Am I ready to put the pot under light? (Picture)

zvuv

Active Member
I start my seedlings under a 13W cfl. When they show the first set of true leaves I move them to higher wattage cfls.
 

zvuv

Active Member
Using the inverse square law of I = 1/d^2 which is Intensity = Light Output/Distance^2. A 400 w HID has 32,000 lumens. The end result is 8,000 at 2 feet away. Not only is the actual light output too high for seedlings, the heat given off could fry your plants.
This is confused. I = 1/d^2 applies to the Irradiance of light. The power per unit area. Irradiance is watts per sq meter. The equivalent for lumens is Illuminance which is lumens per sq meter. The bulb's rating in watts or lumens gives the total power out output or luminous power output.

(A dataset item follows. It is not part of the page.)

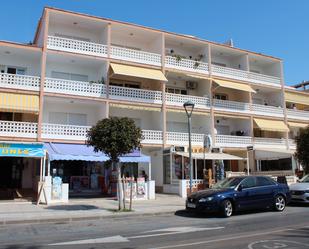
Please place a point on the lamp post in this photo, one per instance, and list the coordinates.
(189, 106)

http://en.wikipedia.org/wiki/Radiant_flux
http://en.wikipedia.org/wiki/Luminous_flux

Also, the Inverse Square Law only applies to point sources or perfectly uniform, perfectly spherical sources. Like the stars and the sun. An HID lamp is really a bar or strip emitter. But this is a quible. 1/d^2 is still useful for thinking about HID lamps. A more important consideration is the presence of a reflector which complicates things.

If we ignore the point source issue and think about the surface of a sphere with a 2' radius ( 0.6m) and the 400W HID at it's center, then the surface area of sphere is about 4.5m^2. Which gives an irradience of 88W/m^2.

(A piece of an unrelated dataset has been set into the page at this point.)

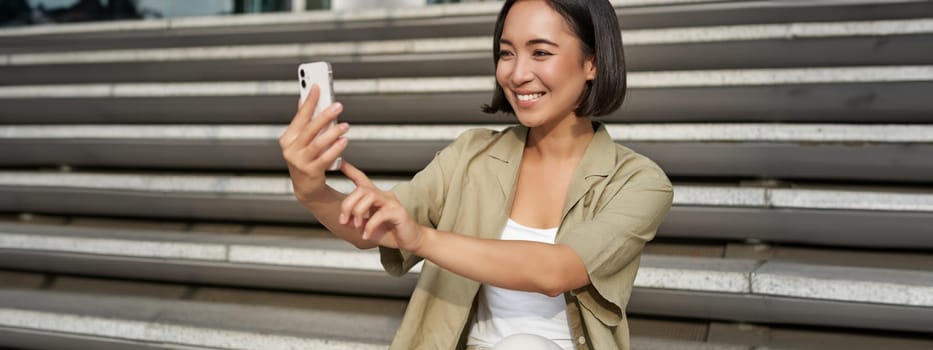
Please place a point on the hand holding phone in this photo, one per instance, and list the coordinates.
(318, 73)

However light is also being reflected by the hood and this does not look anything like a point source and doesnt really follow the inv. sq law. But let's simplify and just say that under the lamp, the irradience is boosted by 50% by the presence of the reflector, ie at 2' away we have 132W/m^2


If we do the same calculation for a distance of 4', we have a sphere who's surface area is now 18m^2 but the radiant flux of the light is still 400W so the irradience is 22W/M62 or 33W/m^2 with the reflector. Only 1/4 of that intensity at a 2' distance.

This little example shows why light from a point source follows the inv sq law. It's because of the relationship between the radius of a sphere and it's area. Doubling the radius makes a sphere with 4x the area. It also shows that if you are illuminating a 1m^2 canopy with a 400W light, you are wasting 80% of the light's output depending on your reflector efficiency.

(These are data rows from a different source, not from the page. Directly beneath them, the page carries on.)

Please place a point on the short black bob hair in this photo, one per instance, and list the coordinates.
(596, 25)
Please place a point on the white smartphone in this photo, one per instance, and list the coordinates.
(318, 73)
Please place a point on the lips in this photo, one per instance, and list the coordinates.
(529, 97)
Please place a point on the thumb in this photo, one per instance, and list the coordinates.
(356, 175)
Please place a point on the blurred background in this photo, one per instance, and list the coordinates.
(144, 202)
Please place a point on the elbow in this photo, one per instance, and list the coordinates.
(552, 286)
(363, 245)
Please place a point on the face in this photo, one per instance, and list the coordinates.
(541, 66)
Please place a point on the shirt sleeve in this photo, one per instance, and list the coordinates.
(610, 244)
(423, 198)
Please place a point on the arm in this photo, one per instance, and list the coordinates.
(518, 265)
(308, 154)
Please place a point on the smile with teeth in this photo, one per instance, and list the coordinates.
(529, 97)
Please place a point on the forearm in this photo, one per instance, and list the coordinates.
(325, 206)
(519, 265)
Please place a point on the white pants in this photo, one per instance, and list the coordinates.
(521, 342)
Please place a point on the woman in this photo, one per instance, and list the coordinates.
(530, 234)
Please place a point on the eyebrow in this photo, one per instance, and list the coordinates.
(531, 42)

For illuminance the calculation is exactly the same using lumens in place of watts.

If the bulb emits a total of 32000 lumens, then at 2' you have 32000/4.5 = 7111 lumens/m^2 and at 4' 1,777 lumens. Or 1000 lm/m^2 & 27000lm/m^2 with the reflector.

I dont like using lumens to rate a grow lamp's effectiveness. Lumens fall in exactly that part of the spectrum that the plant doesnt use. From the point of view of an MJ plant, lumens are a unit to measure wasted light output. If you check out the PAR curve, which shows what parts of the spectrum a plant uses, you will see there's a big hole in the middle right where the photopic response goes.

Finally, from a practical experience, I run a 600W HPS and keep my plant tops less than 1' away.